Optimizer
Optimization algorithms for neural networks.
This module implements various optimization algorithms commonly used in deep learning, including Stochastic Gradient Descent (SGD) and Adam. These optimizers are used to update model parameters during training to minimize the loss function.
The module provides a base Optimizer class that defines the common interface for all optimizers, as well as concrete implementations of specific optimization algorithms.
Classes:
-
Optimizer
–Base class that provides common optimizer functionality.
-
SGD
–Stochastic Gradient Descent optimizer with optional momentum.
-
Adam
–Adaptive Moment Estimation optimizer.
See Also
tensor.Tensor
: The Tensor class used for parameter optimization.
nn
: Neural network modules whose parameters are optimized.
Adam
Bases: Optimizer
Adaptive Moment Estimation optimizer.
Adam is an optimization algorithm that combines the benefits of two other extensions of stochastic gradient descent: - Adaptive Gradient Algorithm (AdaGrad) - Root Mean Square Propagation (RMSProp)

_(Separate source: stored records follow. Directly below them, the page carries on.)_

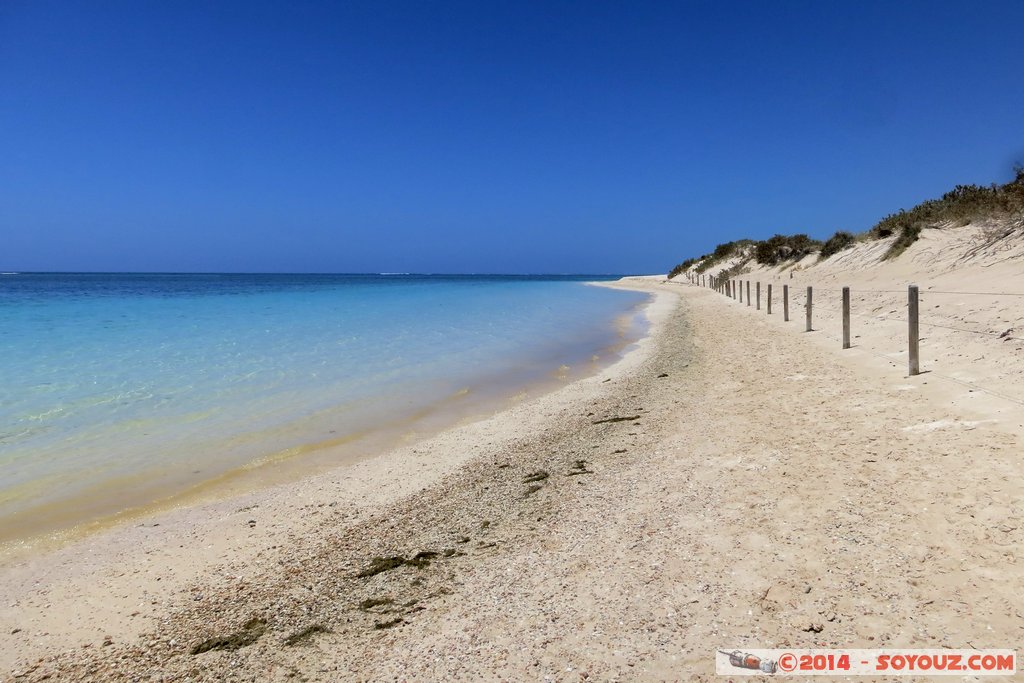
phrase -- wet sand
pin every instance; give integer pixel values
(730, 483)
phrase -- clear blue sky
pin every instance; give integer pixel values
(483, 136)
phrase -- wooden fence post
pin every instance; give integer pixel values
(846, 317)
(913, 338)
(809, 301)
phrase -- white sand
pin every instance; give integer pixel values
(773, 489)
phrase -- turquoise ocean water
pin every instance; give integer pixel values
(119, 389)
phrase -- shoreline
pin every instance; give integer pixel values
(212, 534)
(487, 394)
(731, 483)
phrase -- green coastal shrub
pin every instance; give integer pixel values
(837, 243)
(783, 248)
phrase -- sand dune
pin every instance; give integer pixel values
(734, 482)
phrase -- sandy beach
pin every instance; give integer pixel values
(732, 482)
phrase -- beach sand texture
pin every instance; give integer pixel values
(732, 482)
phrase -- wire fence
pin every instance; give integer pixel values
(792, 297)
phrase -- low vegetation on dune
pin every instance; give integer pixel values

It computes individual adaptive learning rates for different parameters from estimates of first and second moments of the gradients.
The update rule for parameter p is:
m = β₁ * m + (1 - β₁) * g # First moment estimate
v = β₂ * v + (1 - β₂) * g² # Second moment estimate
m̂ = m / (1 - β₁ᵗ) # Bias correction
v̂ = v / (1 - β₂ᵗ) # Bias correction
p = p - lr * m̂ / (√v̂ + ε) # Update
Notes
The optimizer implements the Adam algorithm as described in "Adam: A Method for Stochastic Optimization" by Kingma and Ba (2014).
See Also
SGD : Stochastic Gradient Descent optimizer
__init__(params, lr=0.01, beta1=0.9, beta2=0.999, eps=1e-08, weight_decay=0.0)
Parameters:
-
params
(list
) –List of parameters to optimize.
-
lr
(float
, default:0.01
) –Learning rate, by default 0.01
-
beta1
(float
, default:0.9
) –Exponential decay rate for first moment estimates, by default 0.9
-
beta2
(float
, default:0.999
) –Exponential decay rate for second moment estimates, by default 0.999
-
eps
(float
, default:1e-08
) –Small constant for numerical stability, by default 1e-8
-
weight_decay
(float
, default:0.0
) –Weight decay (L2 penalty), by default 0.0
Optimizer
Base class for all optimizers.
This class defines the basic interface and functionality that all optimizer implementations should follow. It provides common methods like step() for parameter updates and reset_grad() for gradient reset.
Notes
All optimizers should inherit from this base class and implement the step() method according to their specific optimization algorithm.
See Also
SGD : Stochastic Gradient Descent optimizer
Adam : Adaptive Moment Estimation optimizer
__init__(params)
Parameters:
-
params
(list
) –List of parameters to optimize. Each parameter should be an instance of Tensor with requires_grad=True.
SGD
Bases: Optimizer
Stochastic Gradient Descent optimizer.
Implements stochastic gradient descent (optionally with momentum).
Notes
The update rule for parameter p
with gradient g
is:
With momentum:
u = momentum * u + (1 - momentum) * g
p = p * (1 - lr * weight_decay) - lr * u
Without momentum: p = p * (1 - lr * weight_decay) - lr * g
See Also
Adam : Adaptive Moment Estimation optimizer
__init__(params, lr=0.01, momentum=0.0, weight_decay=0.0)
Parameters:
-
params
(list
) –List of parameters to optimize. Each parameter should be an instance of Tensor with requires_grad=True.
-
lr
(float
, default:0.01
) –Learning rate. Default: 0.01
-
momentum
(float
, default:0.0
) –Momentum factor. Default: 0.0
-
weight_decay
(float
, default:0.0
) –Weight decay (L2 penalty). Default: 0.0
Notes
When momentum is 0, this is equivalent to standard stochastic gradient descent. When momentum > 0, this implements momentum-based gradient descent which helps accelerate gradients vectors in the right directions.